- Battle of Bagh (1919): Part of Third Anglo-Afghan War
| Date | 9–11 May 1919 |
| Location | Bagh, Landi Kotal, North-West Frontier of the British India |
| Result | Afghan victory |
| Territorial changes | Afghanistan captures the town of Bagh |

Belligerents
- Afghanistan: United Kingdom India;

Commanders and leaders
- Amanullah Khan Mir Zaman Khan Nadir Khan: Gen. Andrew Skeen Gen. George Crocker

Units involved
- Royal Afghan Army Afghan infantry battalions; Afghan Tribesmen; ;: British Indian Army Royal Air Force; 7/11 Gorkha Rifles; 15th Ludhiana Sikhs; ;

= Battle of Bagh =

Anglo afghan war

The Battle of Bagh was fought between British and Afghan forces in British India's Northwest Frontier during the Third Anglo-Afghan War. On 3 May 1919, British troops suffered a setback in the northern theatre when Afghan forces captured the town of Bagh in Landi Kotal. Despite efforts to reinforce and launch a counterattack, the British failed to recapture Bagh on 9 May 1919. The attack, led by Brigadier-General George Crocker, involved the 1/15th Sikhs and the 1/11th Gurkha Rifles, but the majority of the brigade was held in covering positions and unable to support the advance effectively. As a result, the attack stalled, and the British forces had to dig in short of their objective.

== Aftermath ==
The British regained the Tangi Springs, restoring water to Landi Kotal. In Peshawar, a planned uprising by Ghulam Haidar was thwarted by British Indian police, leading to Haidar and 22 rebels surrendering.

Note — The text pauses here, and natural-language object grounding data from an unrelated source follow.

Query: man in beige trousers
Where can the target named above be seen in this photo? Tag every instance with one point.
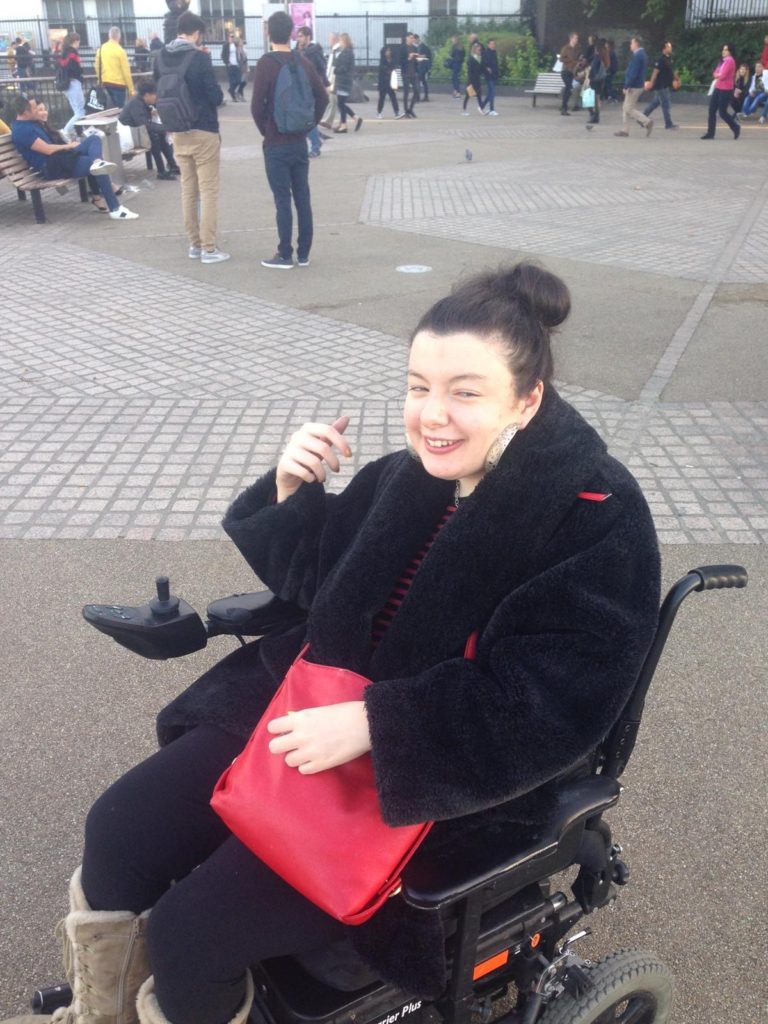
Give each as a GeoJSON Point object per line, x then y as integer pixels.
{"type": "Point", "coordinates": [198, 147]}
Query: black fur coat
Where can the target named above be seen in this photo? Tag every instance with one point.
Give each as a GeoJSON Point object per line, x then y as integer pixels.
{"type": "Point", "coordinates": [564, 591]}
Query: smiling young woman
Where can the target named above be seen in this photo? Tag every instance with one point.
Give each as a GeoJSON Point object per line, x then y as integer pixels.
{"type": "Point", "coordinates": [548, 553]}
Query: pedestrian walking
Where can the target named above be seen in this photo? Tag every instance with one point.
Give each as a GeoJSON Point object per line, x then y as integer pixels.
{"type": "Point", "coordinates": [410, 55]}
{"type": "Point", "coordinates": [286, 158]}
{"type": "Point", "coordinates": [634, 86]}
{"type": "Point", "coordinates": [70, 65]}
{"type": "Point", "coordinates": [315, 56]}
{"type": "Point", "coordinates": [595, 77]}
{"type": "Point", "coordinates": [663, 81]}
{"type": "Point", "coordinates": [474, 80]}
{"type": "Point", "coordinates": [723, 81]}
{"type": "Point", "coordinates": [198, 146]}
{"type": "Point", "coordinates": [423, 69]}
{"type": "Point", "coordinates": [113, 70]}
{"type": "Point", "coordinates": [230, 60]}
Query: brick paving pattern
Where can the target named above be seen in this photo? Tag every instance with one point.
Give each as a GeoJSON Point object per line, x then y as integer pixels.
{"type": "Point", "coordinates": [118, 433]}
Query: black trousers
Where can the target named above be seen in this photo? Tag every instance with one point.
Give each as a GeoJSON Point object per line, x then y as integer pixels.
{"type": "Point", "coordinates": [567, 77]}
{"type": "Point", "coordinates": [383, 93]}
{"type": "Point", "coordinates": [226, 909]}
{"type": "Point", "coordinates": [719, 102]}
{"type": "Point", "coordinates": [161, 148]}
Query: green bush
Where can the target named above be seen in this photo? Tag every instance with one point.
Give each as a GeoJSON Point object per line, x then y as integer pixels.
{"type": "Point", "coordinates": [697, 50]}
{"type": "Point", "coordinates": [519, 56]}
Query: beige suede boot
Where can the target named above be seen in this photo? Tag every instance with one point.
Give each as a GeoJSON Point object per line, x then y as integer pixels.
{"type": "Point", "coordinates": [150, 1012]}
{"type": "Point", "coordinates": [105, 962]}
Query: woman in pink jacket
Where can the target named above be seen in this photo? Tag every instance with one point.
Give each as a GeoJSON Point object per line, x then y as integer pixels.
{"type": "Point", "coordinates": [722, 94]}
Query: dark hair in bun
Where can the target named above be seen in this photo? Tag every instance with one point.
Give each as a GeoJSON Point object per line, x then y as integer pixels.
{"type": "Point", "coordinates": [517, 306]}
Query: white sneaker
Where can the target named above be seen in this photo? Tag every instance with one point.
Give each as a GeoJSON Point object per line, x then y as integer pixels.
{"type": "Point", "coordinates": [213, 257]}
{"type": "Point", "coordinates": [123, 213]}
{"type": "Point", "coordinates": [101, 167]}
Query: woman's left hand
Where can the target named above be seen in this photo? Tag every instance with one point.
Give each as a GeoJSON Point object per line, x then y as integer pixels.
{"type": "Point", "coordinates": [317, 738]}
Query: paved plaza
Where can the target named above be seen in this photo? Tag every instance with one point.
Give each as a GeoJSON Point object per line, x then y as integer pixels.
{"type": "Point", "coordinates": [140, 391]}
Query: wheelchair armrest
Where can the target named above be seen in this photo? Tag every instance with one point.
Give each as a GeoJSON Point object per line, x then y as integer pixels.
{"type": "Point", "coordinates": [431, 881]}
{"type": "Point", "coordinates": [252, 614]}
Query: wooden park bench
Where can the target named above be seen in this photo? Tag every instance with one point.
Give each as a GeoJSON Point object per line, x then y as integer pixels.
{"type": "Point", "coordinates": [548, 84]}
{"type": "Point", "coordinates": [15, 170]}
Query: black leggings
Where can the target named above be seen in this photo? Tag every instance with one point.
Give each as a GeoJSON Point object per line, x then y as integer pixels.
{"type": "Point", "coordinates": [344, 109]}
{"type": "Point", "coordinates": [153, 827]}
{"type": "Point", "coordinates": [383, 93]}
{"type": "Point", "coordinates": [719, 102]}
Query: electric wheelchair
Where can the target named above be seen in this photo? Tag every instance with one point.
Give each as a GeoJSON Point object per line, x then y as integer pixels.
{"type": "Point", "coordinates": [509, 958]}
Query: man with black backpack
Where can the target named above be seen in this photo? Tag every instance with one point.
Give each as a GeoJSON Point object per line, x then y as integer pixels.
{"type": "Point", "coordinates": [289, 98]}
{"type": "Point", "coordinates": [187, 95]}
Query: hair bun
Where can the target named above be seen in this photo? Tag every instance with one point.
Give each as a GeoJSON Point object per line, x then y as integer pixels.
{"type": "Point", "coordinates": [545, 294]}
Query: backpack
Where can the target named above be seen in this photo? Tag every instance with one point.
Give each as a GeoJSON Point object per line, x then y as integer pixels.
{"type": "Point", "coordinates": [293, 110]}
{"type": "Point", "coordinates": [177, 110]}
{"type": "Point", "coordinates": [61, 82]}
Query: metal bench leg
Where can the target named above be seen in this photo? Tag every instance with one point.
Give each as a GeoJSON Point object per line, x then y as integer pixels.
{"type": "Point", "coordinates": [37, 203]}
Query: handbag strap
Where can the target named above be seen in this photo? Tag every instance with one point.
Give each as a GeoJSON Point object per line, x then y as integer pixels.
{"type": "Point", "coordinates": [470, 649]}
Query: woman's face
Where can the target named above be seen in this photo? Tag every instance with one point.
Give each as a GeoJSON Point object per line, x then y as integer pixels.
{"type": "Point", "coordinates": [461, 396]}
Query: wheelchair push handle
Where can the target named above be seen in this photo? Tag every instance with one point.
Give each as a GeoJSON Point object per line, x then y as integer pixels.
{"type": "Point", "coordinates": [721, 577]}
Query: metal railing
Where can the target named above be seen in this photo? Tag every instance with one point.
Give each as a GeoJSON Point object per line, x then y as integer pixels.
{"type": "Point", "coordinates": [368, 32]}
{"type": "Point", "coordinates": [700, 12]}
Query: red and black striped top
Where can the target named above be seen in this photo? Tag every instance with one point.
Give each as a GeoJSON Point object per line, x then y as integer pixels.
{"type": "Point", "coordinates": [387, 613]}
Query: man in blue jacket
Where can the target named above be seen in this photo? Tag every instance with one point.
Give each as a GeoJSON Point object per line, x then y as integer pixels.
{"type": "Point", "coordinates": [634, 86]}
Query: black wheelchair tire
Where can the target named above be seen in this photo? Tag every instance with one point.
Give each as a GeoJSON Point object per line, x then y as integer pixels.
{"type": "Point", "coordinates": [630, 977]}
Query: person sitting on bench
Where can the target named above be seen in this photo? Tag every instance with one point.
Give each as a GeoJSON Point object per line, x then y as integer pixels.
{"type": "Point", "coordinates": [138, 113]}
{"type": "Point", "coordinates": [68, 160]}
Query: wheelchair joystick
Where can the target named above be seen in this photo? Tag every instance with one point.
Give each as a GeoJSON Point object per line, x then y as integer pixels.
{"type": "Point", "coordinates": [164, 606]}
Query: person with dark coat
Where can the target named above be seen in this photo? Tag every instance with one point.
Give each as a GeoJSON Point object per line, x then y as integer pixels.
{"type": "Point", "coordinates": [387, 67]}
{"type": "Point", "coordinates": [343, 83]}
{"type": "Point", "coordinates": [170, 23]}
{"type": "Point", "coordinates": [286, 158]}
{"type": "Point", "coordinates": [409, 61]}
{"type": "Point", "coordinates": [456, 59]}
{"type": "Point", "coordinates": [506, 518]}
{"type": "Point", "coordinates": [491, 74]}
{"type": "Point", "coordinates": [138, 113]}
{"type": "Point", "coordinates": [198, 151]}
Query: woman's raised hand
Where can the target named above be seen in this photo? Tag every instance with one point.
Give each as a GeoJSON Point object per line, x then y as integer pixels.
{"type": "Point", "coordinates": [308, 454]}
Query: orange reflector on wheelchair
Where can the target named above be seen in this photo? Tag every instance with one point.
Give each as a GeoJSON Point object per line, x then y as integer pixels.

At Landi Kotal, General Fowler took command on 9 May. With 2 Infantry Brigade arriving on 10 May, Fowler launched an attack on 11 May, driving Afghan forces to retreat towards Loe Dakka. The retreating Afghans were bombed by 31 Squadron aircraft. British casualties were eight killed and 31 wounded, while Afghan losses were about 100 killed and 300 wounded.